“Passiamo all’altra riva”. Mi sono già dedicato a questo brano del vangelo in passato prestando attenzioni a diversi particolari. Per questo oggi, riprendo semplicemente l’esortazione di Gesù, per altro, un vero e proprio comando. Tale imperativo mi pare debba essere sentito da ognuno di noi in un tempo particolare come il nostro dove si dice spesso di cambiare. Siamo in un momento di transizione! Ed è vero.

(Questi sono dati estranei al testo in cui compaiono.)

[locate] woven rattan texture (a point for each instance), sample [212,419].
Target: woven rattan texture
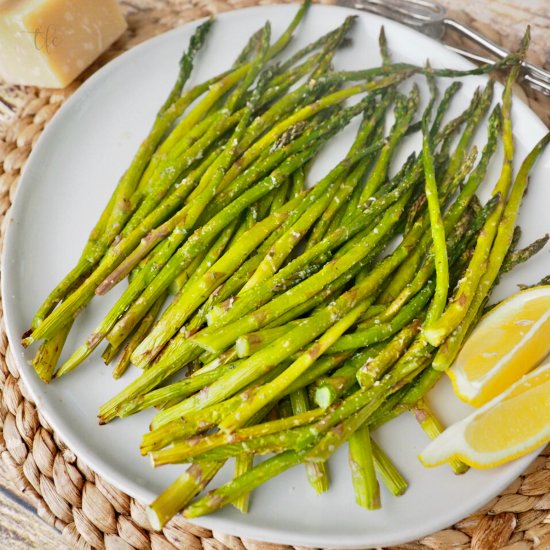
[89,512]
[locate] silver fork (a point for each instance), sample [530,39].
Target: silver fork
[431,19]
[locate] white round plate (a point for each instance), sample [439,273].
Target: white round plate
[68,179]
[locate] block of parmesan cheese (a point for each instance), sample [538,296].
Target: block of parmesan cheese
[50,42]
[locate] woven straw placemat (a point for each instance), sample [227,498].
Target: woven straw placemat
[89,512]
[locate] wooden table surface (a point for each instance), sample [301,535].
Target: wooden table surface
[20,527]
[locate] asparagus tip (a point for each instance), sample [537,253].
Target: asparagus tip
[155,521]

A me pare però. Che il rischio sia questo: il passaggio è solo apparente, per cui dopo tanto girare si torni alla riva di sempre, senza essere approdati realmente all’altra riva. Gesù invece parla proprio di altra riva. Chiarissimo: bisogna “passare all’altra riva”. E si tratta, secondo la narrazione evangelica, di una traversata niente affatto facile. Sembra, anzitutto, che venga effettuata di sera (lo fa pensare il sonno di Gesù). C’è una analogia ai nostri giorni; qualcuno parla di nebbia, di difficoltà nel vedere la rotta, di caduta di orizzonti ideali: società liquida. Una cosa però è certa: il comando evangelico di passare all’altra riva. I discepoli obbediscono: lasciano la folla, si dirigono verso la barca e prendono con loro il Signore. Non è possibile intraprendere il viaggio imbarcando tutti (la folla), ossia la pesantezza del passato, le abitudini di ieri, uno stile ormai obsoleto. La cosa più importante è prendere con sé il Signore, fare spazio per lui, lasciare che si trovi a suo agio tra noi (anche questo può significare il sonno di Gesù). Potrebbe sembrarci riduttivo, poco efficace, poco evidente e per niente incisivo nella concretezza delle cose. È, in fondo, il rimprovero che Gesù stesso farà alla fine del racconto ai discepoli: “non avete ancora fede?”. Essi si renderanno conto man mano della indispensabilità di avere con sé il Signore.
Con il Signore, affronteremo ogni tipo di “altra riva”.